Healthcare Hedging

I saw a patient this morning for an emergency appointment.

The emergency? Her husband is suddenly losing his job due to downsizing at his firm, which is losing contracts in the bad economy. She wanted to get her annual appointment in before March 1, when his insurance coverage ends. (She is a self-employed minister and they have no other insurance.)

Her exam was fine. We got her squeezed in for a mammogram and a bone density tomorrow. (She has had osteopenia and has been on a bisphosphonate for a number of years.)

But here was my dilemma – If her bone density is not improved, I would want to check a vitamin D level and urine NTX. If it is improving, I probably would not do these tests this year.

But by the time I get the results of her bone density, her insurance will have run out and she won’t be able to afford the tests.

So I did the tests today, even though I don’t know yet if I will need the results to manage her condition. She is also refilling her bisphosphonate for another 90 day supply, even though there is a chance I will discontinue it if her bone density is improved significantly.

Of course, their COBRA could end up coming through, in which case we could have waited and potentially saved the system the cost of those test and her meds. But she won’t hear about that coverage till next week.

She also asked if, while I was at it, I could send off “a panel of tests” that she might need in the upcoming year, but that I refused to do. She just saw her rheumatologist 6 months ago, after all.

And I can only potentially waste so much of the American healthcare dollar.

8 Responses to Healthcare Hedging

  1. The vitamin D/NTX tests don’t strike me as a waste in light of the downside risk of not having the needed tests after the insurance runs out. For a proper calculation we’d need to guage the chance of a not-improved bone density, the chance of not obtaining COBRA insurance and, of course, other chances and gambles not yet fathomed. We need somebody handy to do some statistical math on gambling odds. Is that why doctors cry out “STAT!” Did you offer her a carrot muffin?

  2. i think it was great you were able to see her, and manage the tests she might need. also excellent you could get the mammo done on such short notice — it took over a month for me to get one scheduled, and when they found something that needs further investigation, they could not fit me in for several weeks.

  3. If a new condition coming up during these ‘omg lets get every test done we need possible while we have insurance(oh and throw in a full body scan there too…)’, than that said condition will be pre-existing if they have lapse in coverage, potentially causing problems when/if they have insurance again.
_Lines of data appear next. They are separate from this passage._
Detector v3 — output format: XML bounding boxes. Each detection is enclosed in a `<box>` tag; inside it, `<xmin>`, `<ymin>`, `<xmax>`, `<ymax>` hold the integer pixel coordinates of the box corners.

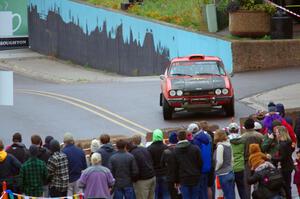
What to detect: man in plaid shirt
<box><xmin>20</xmin><ymin>145</ymin><xmax>48</xmax><ymax>197</ymax></box>
<box><xmin>47</xmin><ymin>140</ymin><xmax>69</xmax><ymax>197</ymax></box>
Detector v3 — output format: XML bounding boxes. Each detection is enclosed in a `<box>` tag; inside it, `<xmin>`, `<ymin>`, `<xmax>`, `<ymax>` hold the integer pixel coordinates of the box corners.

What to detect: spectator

  4. One more reason for Universal Health Insurance. However until then New York residents can join and support the Ithaca Health Alliance. I believe organizations like the Alliance are needed to show the HMO elite we have humane options to the capitalist health care system. URL http://www.ithacahealth.org/
    “General or Provider membership in the Ithaca Health Alliance entitles you to request medical grants or loans for specified health problems. Please note that IHA general membership is available to residents of New York State only: persons who will affirm that they reside at the given NYS address for most of the calendar year”

  5. I am seeing this way too often now. I’ve had a huge run of patients who come in for that “last minute pap and total body tune up” before the insurance runs out because they were laid off.